The goal is to explain a condition that has plagued humanity since one caveman looked askance at another.

"What makes hate tick?" Mohr, director of Gonzaga's Institute for Action Against Hate, wondered. "How can we stop it?"

Gonzaga founded the institute a decade ago after some black law students received threatening letters. It has since started a Journal of Hate Studies, hosted a conference and offered its first class on hatred last spring.

The hope is that other universities will follow suit, said Ken Stern of the American Jewish Committee in New York, who has been involved in the effort. "We wanted to approach hate more intelligently," he said.

Stern, who has spent 20 years battling anti-Semitism, said the need for hate studies became obvious when people started fighting groups like the Aryan Nations, which once flourished in this area. Opponents galvanized against the Aryans, but didn't really know how best to fight them, Stern said.

"We were flying by the seat of our pants," he said. "There was no testable theory."

There is not even a good definition of hate, Stern contends.

Philosophers have offered numerous definitions: Rene Descartes said hate was the urge to withdraw from something that is thought bad. Aristotle saw hate as the incurable desire to annihilate an object.

In psychology, Sigmund Freud defined hate as an ego state that wishes to destroy the source of its unhappiness.

Gonzaga, a Jesuit university best known for its basketball team, offered a class on the subject taught by five professors from different disciplines.

Student Kayla De Los Reyes was in that class, and said the information both horrified her and gave her hope.

"Hate is something that is part of the human emotional makeup," she said. "Everyone feels it at one point or another. You have to learn to control it."

The goal is to create an academic home where a variety of disciplines, including history, psychology, religious studies, anthropology and political science, can be brought together to focus on hate.

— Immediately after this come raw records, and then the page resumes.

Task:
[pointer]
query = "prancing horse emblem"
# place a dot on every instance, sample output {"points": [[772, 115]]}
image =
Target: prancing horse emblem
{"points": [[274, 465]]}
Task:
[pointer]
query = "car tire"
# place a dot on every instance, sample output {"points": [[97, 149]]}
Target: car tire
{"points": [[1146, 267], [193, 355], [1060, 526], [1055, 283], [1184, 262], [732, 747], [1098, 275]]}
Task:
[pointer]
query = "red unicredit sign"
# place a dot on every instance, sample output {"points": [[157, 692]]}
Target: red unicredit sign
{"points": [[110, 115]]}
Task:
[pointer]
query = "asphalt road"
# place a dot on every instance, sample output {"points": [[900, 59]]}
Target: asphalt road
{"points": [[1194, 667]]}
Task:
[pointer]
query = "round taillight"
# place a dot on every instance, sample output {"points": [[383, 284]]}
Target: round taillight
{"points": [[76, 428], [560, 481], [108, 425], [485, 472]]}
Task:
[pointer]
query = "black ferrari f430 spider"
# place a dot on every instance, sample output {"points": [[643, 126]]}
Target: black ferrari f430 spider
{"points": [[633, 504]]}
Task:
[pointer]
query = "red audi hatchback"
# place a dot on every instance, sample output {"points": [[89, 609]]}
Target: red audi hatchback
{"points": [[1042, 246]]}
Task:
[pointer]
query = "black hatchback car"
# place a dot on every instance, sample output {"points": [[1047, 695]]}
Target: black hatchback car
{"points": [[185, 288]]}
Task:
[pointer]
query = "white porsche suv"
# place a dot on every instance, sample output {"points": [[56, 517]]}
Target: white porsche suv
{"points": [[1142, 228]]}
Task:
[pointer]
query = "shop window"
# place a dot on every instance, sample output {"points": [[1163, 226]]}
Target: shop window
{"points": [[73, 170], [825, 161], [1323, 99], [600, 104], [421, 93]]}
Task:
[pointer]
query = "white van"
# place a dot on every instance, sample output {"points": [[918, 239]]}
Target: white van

It's the same sort of effort that led to the creation of disciplines like black studies or women's studies, Mohr said.

Such academic efforts are not without controversy. Some skeptics fear they are little more than attacks on the dominant power structure.

"This stuff tends to be one dimensional and presumes the guilt of an archetypal white male," said Glenn Ricketts, spokesman for the National Association of Scholars.

Indeed, De Los Reyes said one of the more interesting topics in the class involved white privilege. The most recent Journal of Hate Studies contained articles about oppression of gays, Nazi experiments on Jews, the local battle against Aryan Nations, and Muslim support for suicide bombings.

Heather Veeder, a graduate assistant for the institute, said the organization has an important mission.

"Hate thrives in areas not illuminated by education," she said.

But Stern said it is too easy to blame ignorance for hate. People can have plenty of knowledge about something and still hate it, he said. The problem is when one person or group can separate another person or group from their humanity, thinking of them as an "other," Stern said.

"We dehumanize them and justify violence against them," Stern said.

There is no simple answer to why people hate, Mohr said. Hate can be sparked by greed, or fear, or a tribe bonding together in opposition to another. People looking to belong will hate others to fit into a group, he said.

With all the political conflict in the United States, it can seem that hate is on the rise. Some people seem to hate President Obama. Some hate Muslims. Some hate homosexuals.

But Mohr said he wouldn't pursue a field of hate studies if he didn't think something positive could be achieved.

"We can change," Mohr said. "There has to be hope."